I banter in a sort of side saddle.
It’s like you’re on a third date with a Southern Belle.
It looks like every sentence is going to end with the words, 'Chase me”, is what it looks like.
“But what has Daddy got to say about it, is the big question, isn’t it?”
“I’m not sure that Daddy’s gonna like mustard and cranberry! And he’s so busy with the gubernatorial elections at the moment! I don’t think we should tell him!”
Mike: “It’ll wreak havoc with his reflux!
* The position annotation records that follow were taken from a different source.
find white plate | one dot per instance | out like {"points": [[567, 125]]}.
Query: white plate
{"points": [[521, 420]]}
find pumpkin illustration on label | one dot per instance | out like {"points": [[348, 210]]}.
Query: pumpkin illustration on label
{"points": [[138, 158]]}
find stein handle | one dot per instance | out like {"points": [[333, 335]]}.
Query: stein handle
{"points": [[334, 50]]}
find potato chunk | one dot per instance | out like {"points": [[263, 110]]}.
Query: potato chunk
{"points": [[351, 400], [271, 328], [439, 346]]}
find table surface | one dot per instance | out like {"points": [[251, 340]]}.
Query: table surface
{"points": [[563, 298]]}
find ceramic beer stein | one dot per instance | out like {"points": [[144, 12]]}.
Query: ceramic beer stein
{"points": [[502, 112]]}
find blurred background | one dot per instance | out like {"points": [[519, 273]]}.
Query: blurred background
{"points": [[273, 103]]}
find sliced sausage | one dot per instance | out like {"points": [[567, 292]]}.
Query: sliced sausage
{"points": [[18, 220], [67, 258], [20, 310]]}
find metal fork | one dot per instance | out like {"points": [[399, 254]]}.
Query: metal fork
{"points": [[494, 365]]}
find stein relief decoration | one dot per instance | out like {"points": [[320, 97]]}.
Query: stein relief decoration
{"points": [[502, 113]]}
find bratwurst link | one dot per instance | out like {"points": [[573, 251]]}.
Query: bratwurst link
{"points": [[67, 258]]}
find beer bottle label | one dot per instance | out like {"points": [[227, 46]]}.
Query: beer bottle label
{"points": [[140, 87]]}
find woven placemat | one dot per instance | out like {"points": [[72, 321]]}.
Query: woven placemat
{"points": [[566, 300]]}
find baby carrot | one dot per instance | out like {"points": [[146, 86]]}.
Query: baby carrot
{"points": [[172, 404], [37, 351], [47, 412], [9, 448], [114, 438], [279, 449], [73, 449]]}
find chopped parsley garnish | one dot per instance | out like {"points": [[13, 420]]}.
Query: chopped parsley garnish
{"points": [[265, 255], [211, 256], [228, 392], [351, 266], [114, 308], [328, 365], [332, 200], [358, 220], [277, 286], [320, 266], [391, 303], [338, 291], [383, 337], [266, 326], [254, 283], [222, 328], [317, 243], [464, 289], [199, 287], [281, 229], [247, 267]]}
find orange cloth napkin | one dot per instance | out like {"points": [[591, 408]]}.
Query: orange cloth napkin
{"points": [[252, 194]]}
Oh, Daddy!”
Ben: “Oh, Daddy!”
It’s first principle stuff guys, come on!
“And that’s why Kerrigan’s Cranberry failed.”
Well, post-Brexit every man and his dog was trying to start their own mustard, weren’t they?
“When people think mustard, they think, Uncle Barry!”
Uncles are inherently untrustworthy
Time is money is mustard, yeah?
Was she offering to email you a sample?
Are we talking about 3D mustard printing?
It’s the future of mustard!
We’re talking eMustard.
Fill A Massive Inflatable Queen Victoria With Minestrone Soup
Ollie sends in a Classic Hollywood Orchestral Style as performed by the Bremen International Festival Symphony Orchestra of Bremen. Ideally to accompany Indiana Jones and some crabs and cassowaries fighting with Nigel Havers.